# Yacht Varnish



## abandonallhope (Jun 19, 2009)

Possibly a stupid question, but are there types of yacht varnish not suitable to fake rock/viv builds?​ 
I've recently brought a tin and it has a harmful to the enviroment warning on the back so I'm not keen on using it.

I need to seal a pva/exxo terra sand coating on fake rock, any other suggestions on what to seal this with apprecaited.​


----------



## GRB (Jan 24, 2008)

If you want a safe varnish, try Le Tonkinois Vernis no.1 (Le Tonkinois natural oil varnish and Flexidisc sander)

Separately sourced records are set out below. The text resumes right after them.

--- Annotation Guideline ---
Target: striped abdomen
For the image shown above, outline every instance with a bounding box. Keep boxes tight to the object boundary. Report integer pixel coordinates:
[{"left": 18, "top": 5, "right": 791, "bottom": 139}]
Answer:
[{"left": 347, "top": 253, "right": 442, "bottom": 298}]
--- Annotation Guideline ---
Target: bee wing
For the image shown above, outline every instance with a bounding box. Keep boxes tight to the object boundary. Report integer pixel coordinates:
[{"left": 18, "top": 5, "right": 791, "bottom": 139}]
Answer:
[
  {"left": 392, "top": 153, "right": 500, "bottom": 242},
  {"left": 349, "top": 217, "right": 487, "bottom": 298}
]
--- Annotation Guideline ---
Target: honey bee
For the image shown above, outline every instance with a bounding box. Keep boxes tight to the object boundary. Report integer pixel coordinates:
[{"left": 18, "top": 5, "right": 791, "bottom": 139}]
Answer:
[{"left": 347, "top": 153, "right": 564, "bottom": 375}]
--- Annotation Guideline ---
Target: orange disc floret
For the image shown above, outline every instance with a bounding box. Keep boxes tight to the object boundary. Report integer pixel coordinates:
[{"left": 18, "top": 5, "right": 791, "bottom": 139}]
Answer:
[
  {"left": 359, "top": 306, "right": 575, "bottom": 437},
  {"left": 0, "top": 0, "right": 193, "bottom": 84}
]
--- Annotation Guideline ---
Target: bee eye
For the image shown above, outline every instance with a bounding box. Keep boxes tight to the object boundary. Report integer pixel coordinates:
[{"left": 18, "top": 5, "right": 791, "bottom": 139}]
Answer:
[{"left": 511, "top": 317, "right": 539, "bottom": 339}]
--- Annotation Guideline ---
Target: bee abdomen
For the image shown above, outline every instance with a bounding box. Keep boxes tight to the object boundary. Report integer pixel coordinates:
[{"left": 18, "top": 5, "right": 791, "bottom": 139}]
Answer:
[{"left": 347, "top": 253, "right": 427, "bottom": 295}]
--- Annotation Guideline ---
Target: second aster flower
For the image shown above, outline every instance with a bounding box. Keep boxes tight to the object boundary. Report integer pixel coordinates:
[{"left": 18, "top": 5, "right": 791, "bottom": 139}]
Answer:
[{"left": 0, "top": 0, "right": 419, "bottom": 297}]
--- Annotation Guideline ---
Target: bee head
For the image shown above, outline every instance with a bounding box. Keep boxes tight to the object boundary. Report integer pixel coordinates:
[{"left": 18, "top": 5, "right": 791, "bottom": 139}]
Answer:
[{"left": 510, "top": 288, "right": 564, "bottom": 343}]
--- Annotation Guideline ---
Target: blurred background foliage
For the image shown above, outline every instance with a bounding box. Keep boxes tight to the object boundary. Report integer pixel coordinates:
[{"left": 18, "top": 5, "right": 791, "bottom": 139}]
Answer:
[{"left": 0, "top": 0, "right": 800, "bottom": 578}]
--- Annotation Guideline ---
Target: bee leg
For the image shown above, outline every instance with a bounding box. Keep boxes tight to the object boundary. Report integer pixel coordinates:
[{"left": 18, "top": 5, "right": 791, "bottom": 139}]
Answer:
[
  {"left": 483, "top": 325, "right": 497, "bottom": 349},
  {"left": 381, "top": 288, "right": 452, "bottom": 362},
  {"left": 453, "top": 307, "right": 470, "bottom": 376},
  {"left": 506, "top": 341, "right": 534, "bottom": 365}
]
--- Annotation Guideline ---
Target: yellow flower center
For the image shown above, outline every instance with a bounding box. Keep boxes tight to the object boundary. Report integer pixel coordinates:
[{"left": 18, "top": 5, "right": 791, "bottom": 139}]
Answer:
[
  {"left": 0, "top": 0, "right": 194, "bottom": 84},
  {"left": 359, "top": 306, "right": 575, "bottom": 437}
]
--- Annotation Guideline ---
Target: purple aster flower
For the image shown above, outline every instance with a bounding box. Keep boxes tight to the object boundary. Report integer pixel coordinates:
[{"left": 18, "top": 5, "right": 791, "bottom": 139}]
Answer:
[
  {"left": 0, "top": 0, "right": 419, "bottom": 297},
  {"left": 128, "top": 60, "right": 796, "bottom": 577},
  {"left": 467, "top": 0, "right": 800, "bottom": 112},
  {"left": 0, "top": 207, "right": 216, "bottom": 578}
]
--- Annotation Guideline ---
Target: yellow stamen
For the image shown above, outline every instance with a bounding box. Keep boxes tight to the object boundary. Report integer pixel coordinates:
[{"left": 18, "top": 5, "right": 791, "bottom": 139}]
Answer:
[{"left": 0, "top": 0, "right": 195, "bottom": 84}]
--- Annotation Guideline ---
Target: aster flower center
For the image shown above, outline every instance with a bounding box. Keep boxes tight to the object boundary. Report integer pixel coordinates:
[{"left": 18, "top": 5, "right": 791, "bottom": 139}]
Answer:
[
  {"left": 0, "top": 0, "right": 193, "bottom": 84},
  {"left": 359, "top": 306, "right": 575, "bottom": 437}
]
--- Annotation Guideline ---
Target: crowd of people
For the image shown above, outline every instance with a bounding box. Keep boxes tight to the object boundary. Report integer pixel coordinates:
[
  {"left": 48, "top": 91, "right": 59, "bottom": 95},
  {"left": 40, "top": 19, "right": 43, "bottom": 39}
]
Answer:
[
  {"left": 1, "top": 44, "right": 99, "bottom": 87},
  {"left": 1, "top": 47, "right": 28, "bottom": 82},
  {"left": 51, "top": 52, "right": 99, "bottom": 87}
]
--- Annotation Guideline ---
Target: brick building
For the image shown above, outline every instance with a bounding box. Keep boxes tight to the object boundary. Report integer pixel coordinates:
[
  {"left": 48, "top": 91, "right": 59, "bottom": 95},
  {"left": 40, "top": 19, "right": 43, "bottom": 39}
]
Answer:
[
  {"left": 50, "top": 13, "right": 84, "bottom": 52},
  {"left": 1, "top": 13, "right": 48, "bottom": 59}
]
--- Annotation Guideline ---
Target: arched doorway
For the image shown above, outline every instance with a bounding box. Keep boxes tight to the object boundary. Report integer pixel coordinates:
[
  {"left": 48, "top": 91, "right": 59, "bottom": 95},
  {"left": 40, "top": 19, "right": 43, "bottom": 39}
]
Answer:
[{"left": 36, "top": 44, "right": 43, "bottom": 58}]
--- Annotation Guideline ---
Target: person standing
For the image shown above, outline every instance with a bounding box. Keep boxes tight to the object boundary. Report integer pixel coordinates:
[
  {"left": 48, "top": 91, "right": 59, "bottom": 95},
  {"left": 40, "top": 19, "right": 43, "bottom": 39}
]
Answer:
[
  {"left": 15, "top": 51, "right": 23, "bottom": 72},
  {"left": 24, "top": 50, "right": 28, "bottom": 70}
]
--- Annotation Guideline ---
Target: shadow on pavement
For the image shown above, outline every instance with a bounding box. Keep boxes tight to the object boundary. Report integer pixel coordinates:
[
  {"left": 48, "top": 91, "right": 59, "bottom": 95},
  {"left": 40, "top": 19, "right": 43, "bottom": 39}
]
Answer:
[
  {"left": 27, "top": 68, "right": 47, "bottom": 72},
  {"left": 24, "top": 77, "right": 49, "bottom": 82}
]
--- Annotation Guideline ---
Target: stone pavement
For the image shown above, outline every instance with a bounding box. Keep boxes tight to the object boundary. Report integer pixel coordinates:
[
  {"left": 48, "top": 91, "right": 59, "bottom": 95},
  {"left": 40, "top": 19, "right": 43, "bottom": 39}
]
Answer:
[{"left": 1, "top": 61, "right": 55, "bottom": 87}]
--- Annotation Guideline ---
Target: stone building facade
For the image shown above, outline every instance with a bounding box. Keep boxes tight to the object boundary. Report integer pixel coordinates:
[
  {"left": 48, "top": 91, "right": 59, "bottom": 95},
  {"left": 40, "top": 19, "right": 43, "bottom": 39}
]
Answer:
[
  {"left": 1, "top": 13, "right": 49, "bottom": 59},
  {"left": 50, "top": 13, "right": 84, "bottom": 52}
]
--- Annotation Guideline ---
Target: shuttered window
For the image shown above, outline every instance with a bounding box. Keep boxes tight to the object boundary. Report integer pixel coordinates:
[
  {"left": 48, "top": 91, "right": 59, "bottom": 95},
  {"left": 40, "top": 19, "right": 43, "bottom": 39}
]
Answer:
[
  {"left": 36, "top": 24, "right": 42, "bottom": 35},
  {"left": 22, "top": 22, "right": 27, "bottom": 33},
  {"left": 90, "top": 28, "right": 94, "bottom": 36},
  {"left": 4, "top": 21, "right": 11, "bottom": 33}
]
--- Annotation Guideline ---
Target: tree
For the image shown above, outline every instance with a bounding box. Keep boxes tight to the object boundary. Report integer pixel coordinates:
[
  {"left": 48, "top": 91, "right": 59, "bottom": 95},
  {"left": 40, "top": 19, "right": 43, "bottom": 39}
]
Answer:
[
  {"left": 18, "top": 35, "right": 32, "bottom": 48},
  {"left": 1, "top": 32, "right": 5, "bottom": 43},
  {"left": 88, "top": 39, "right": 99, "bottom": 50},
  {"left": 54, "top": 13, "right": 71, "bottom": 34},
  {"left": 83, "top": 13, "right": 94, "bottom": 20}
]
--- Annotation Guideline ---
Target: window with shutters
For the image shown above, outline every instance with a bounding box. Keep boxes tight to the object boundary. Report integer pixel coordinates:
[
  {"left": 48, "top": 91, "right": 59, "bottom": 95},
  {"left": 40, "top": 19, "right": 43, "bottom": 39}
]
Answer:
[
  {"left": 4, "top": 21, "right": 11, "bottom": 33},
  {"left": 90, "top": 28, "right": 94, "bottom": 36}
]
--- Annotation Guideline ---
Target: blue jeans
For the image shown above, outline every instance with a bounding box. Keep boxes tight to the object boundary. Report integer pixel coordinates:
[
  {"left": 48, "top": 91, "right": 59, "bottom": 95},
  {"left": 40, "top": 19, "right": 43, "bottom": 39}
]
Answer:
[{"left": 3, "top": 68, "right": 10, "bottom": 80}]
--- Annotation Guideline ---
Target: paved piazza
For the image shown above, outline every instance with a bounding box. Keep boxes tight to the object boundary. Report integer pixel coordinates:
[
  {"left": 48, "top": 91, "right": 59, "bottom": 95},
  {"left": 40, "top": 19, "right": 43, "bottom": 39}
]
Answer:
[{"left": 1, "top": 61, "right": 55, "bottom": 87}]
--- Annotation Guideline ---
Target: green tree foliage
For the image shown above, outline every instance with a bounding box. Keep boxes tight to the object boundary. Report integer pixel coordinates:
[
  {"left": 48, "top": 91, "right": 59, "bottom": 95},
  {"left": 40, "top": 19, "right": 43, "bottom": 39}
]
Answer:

This is a food safe marine varnish (and actually suitable for marine application, unlike B&Q's!) which is made from natural resins. 

I used it on a viv recently and it's great. The fumes are hardly anything like other varnishes and after 24hrs it is rock solid. You can also mix that gelomat stuff (same website) to make it dry with a matt finish.


----------



## abandonallhope (Jun 19, 2009)

GRB said:


> If you want a safe varnish, try Le Tonkinois Vernis no.1 (Le Tonkinois natural oil varnish and Flexidisc sander)
> 
> This is a food safe marine varnish (and actually suitable for marine application, unlike B&Q's!) which is made from natural resins.
> 
> I used it on a viv recently and it's great. The fumes are hardly anything like other varnishes and after 24hrs it is rock solid. You can also mix that gelomat stuff (same website) to make it dry with a matt finish.


Bloocy hell thats expensive :gasp: but if needs must I'll buy it.

Thanks for the link : victory:


----------



## GRB (Jan 24, 2008)

abandonallhope said:


> Bloocy hell thats expensive :gasp: but if needs must I'll buy it.
> 
> Thanks for the link : victory:


It's not that much more expensive than normal yacht varnish. Well, proper yacht varnish anyway. 

Bear in mind that this stuff is actually waterproof, unlike the cheaper stuff.


----------